France | France, Cour d'appel de Rennes, 2ème chambre, 24 février 2023, 20/00577


2ème Chambre





ARRÊT N° 119



N° RG 20/00577 - N° Portalis DBVL-V-B7E-QNP7





(2)







BANQUE POPULAIRE GRAND OUEST



C/



Mme [F] [K]



















Confirme la décision déférée dans toutes ses dispositions, à l'égard de toutes les parties au recours















Copie exécutoire délivrée



le :



à :

-Me Sylvie KLEIMAN-GASLAI

N

-Me François MOULIERE











RÉPUBLIQUE FRANÇAISE

AU NOM DU PEUPLE FRANÇAIS



COUR D'APPEL DE RENNES

ARRÊT DU 24 FEVRIER 2023



COMPOSITION DE LA COUR LORS DES DÉBATS ET DU DÉLIBÉRÉ :



Président : Monsieur David JOBARD, Président de Chambre,

Assesseur : Monsieur Jean-François POTHI...

2ème Chambre

ARRÊT N° 119

N° RG 20/00577 - N° Portalis DBVL-V-B7E-QNP7

(2)

BANQUE POPULAIRE GRAND OUEST

C/

Mme [F] [K]

Confirme la décision déférée dans toutes ses dispositions, à l'égard de toutes les parties au recours

Copie exécutoire délivrée

le :

à :

-Me Sylvie KLEIMAN-GASLAIN

-Me François MOULIERE

RÉPUBLIQUE FRANÇAISE

AU NOM DU PEUPLE FRANÇAIS

COUR D'APPEL DE RENNES

ARRÊT DU 24 FEVRIER 2023

COMPOSITION DE LA COUR LORS DES DÉBATS ET DU DÉLIBÉRÉ :

Président : Monsieur David JOBARD, Président de Chambre,

Assesseur : Monsieur Jean-François POTHIER, Conseiller,

Assesseur : Madame Hélène BARTHE-NARI, Conseillère,

GREFFIER :

Mme Aichat ASSOUMANI, lors des débats et lors du prononcé

DÉBATS :

A l'audience publique du 13 Décembre 2022

ARRÊT :

Contradictoire, prononcé publiquement le 24 Février 2023, après prorogation, par mise à disposition au greffe

****

APPELANTE :

BANQUE POPULAIRE GRAND OUEST

[Adresse 1]

[Localité 4]

Représentée par Me Sylvie KLEIMAN-GASLAIN, Plaidant/Postulant, avocat au barreau de SAINT-BRIEUC

INTIMÉE :

Madame [F] [K]

née le [Date naissance 3] 1975 à [Localité 6] (29)

[Adresse 5]

[Localité 2]

Représentée par Me François MOULIERE, Plaidant/Postulant, avocat au barreau de RENNES

2

EXPOSÉ DU LITIGE :

La Banque populaire de l'ouest a consenti à M. [O] [K] :

- par acte du 5 juillet 2005, l'ouverture d'un compte professionnel ;

- par acte du 10 octobre 2005, un prêt 'spécial installation' d'un montant de 10 080 euros ;

- par actes du 25 juillet 2005,

- un crédit-bail portant sur un véhicule professionnel d'une valeur de 33 000 euros

- un crédit-bail portant sur une pelle, godets et accessoires d'une valeur de 46 950 euros.

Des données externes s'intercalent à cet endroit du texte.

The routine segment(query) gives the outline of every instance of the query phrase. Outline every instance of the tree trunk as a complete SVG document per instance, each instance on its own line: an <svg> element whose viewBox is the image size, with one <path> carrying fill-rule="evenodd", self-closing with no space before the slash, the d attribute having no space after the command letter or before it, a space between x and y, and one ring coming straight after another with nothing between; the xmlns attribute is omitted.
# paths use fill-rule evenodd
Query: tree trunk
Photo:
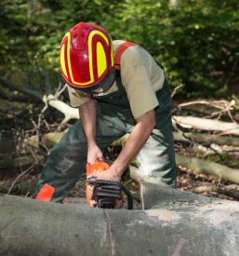
<svg viewBox="0 0 239 256"><path fill-rule="evenodd" d="M0 255L239 255L238 203L149 184L145 191L153 197L147 210L2 195Z"/></svg>

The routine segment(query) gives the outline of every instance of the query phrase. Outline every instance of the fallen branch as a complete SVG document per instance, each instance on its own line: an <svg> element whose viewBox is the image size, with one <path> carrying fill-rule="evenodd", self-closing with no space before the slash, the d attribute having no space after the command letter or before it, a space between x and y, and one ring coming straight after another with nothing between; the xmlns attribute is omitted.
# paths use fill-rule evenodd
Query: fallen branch
<svg viewBox="0 0 239 256"><path fill-rule="evenodd" d="M147 210L90 209L1 195L0 254L239 254L237 202L146 189L154 199L148 200Z"/></svg>
<svg viewBox="0 0 239 256"><path fill-rule="evenodd" d="M38 164L43 164L44 156L37 155ZM0 168L16 168L24 166L35 164L35 159L33 155L25 155L14 159L2 159L0 160Z"/></svg>
<svg viewBox="0 0 239 256"><path fill-rule="evenodd" d="M176 163L178 166L186 167L197 173L215 175L222 180L239 184L239 169L233 169L212 161L191 158L179 154L176 155Z"/></svg>
<svg viewBox="0 0 239 256"><path fill-rule="evenodd" d="M174 132L174 140L178 141L193 141L206 144L216 143L219 145L239 145L239 139L236 137L195 132Z"/></svg>
<svg viewBox="0 0 239 256"><path fill-rule="evenodd" d="M229 123L212 119L199 118L193 116L174 115L172 122L184 128L193 128L207 131L219 131L224 134L239 135L239 124Z"/></svg>
<svg viewBox="0 0 239 256"><path fill-rule="evenodd" d="M15 85L9 80L6 79L5 77L0 75L0 84L2 84L5 88L17 90L19 92L21 92L23 94L26 94L28 96L31 96L36 101L42 101L42 96L34 90L25 88L23 87L20 87L19 85Z"/></svg>

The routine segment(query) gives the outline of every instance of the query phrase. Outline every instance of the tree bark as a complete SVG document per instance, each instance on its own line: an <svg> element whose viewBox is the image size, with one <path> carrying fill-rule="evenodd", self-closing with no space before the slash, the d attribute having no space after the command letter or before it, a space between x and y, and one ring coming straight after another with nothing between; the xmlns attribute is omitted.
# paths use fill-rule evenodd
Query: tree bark
<svg viewBox="0 0 239 256"><path fill-rule="evenodd" d="M0 255L239 254L238 203L144 189L154 198L147 210L89 209L2 195Z"/></svg>

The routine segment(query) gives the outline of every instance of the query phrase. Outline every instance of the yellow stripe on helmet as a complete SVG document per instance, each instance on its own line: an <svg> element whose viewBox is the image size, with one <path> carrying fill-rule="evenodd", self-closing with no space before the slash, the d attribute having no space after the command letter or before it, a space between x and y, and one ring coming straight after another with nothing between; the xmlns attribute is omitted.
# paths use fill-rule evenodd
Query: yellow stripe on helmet
<svg viewBox="0 0 239 256"><path fill-rule="evenodd" d="M105 42L107 43L107 45L109 46L109 40L108 38L105 36L105 34L103 33L101 33L100 31L98 30L94 30L89 34L88 36L88 61L89 61L89 77L90 80L86 82L86 83L80 83L80 82L76 82L73 79L73 71L72 71L72 65L71 65L71 58L70 58L70 44L71 44L71 34L70 32L68 32L66 34L67 36L67 63L68 63L68 67L69 67L69 73L70 73L70 77L72 80L72 83L74 85L78 85L78 86L87 86L89 84L91 84L92 82L94 82L94 75L93 75L93 61L92 61L92 38L95 34L99 34L100 36L101 36ZM101 44L100 44L101 45ZM102 45L101 45L102 46ZM101 56L102 54L102 50L104 51L104 49L100 49L99 51L100 56ZM97 51L98 52L98 51ZM104 53L105 54L105 53ZM97 56L97 60L100 60L99 57ZM101 61L101 60L100 60ZM106 61L106 60L105 60ZM103 61L102 61L103 62ZM106 65L107 66L107 65ZM98 66L98 74L102 74L103 73L103 67L104 64L99 65ZM106 67L104 67L105 70Z"/></svg>
<svg viewBox="0 0 239 256"><path fill-rule="evenodd" d="M107 68L106 56L103 46L100 42L97 43L97 72L98 77L105 72Z"/></svg>
<svg viewBox="0 0 239 256"><path fill-rule="evenodd" d="M66 72L66 66L65 66L65 45L62 45L62 47L60 48L60 66L61 66L63 74L65 75L66 78L68 78L68 74Z"/></svg>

- par actes du 29 décembre 2006 :

- un crédit-bail portant sur une pelle sur chenilles d'une valeur de 117 000 euros, - un crédit-bail portant sur une remorque porte-engins d'une valeur de 19 000 euros

- un crédit-bail portant sur un camion d'une valeur de 35 000 euros;

Mme [F] [C], épouse [K], s'est portée caution solidaire :

- par actes du 29 décembre 2006, à hauteur de 81 599,28 euros en garantie du contrat de crédit-bail portant sur une pelle sur chenilles, à hauteur de 13 251 euros en garantie de celui portant sur une remorque porte engins et à hauteur de 23 193,60 euros en garantie du contrat de crédit-bail portant sur un camion ;

- par acte du 8 novembre 2008, à hauteur de 20 000 euros en garantie de tous engagements de M. [K].

Par jugement du tribunal de commerce de Saint-Brieuc, M. [K] a été admis au bénéfice d'une procédure de redressement judiciaire convertie en liquidation judiciaire par jugement du 19 octobre 2016.

Par acte du 30 novembre 2017, la BPO a assigné Mme [K] devant le tribunal de grande instance de Saint-Brieuc aux fins de condamnation en paiement.

Par jugement du 3 décembre 2019, le tribunal a :

Débouté la Banque populaire grand ouest (la BPGO) venant aux droits de la BPO de toutes ses demandes ;

Condamné la Banque populaire grand ouest aux dépens ;

Condamné la Banque populaire grand ouest à payer à Mme [C] [K] la somme de 2 000 euros sur le fondement de l'article 700 du code de procédure civile ;

Dit n'y avoir lieu à prononcer l'exécution provisoire ;

Débouté les parties de toutes autres demandes.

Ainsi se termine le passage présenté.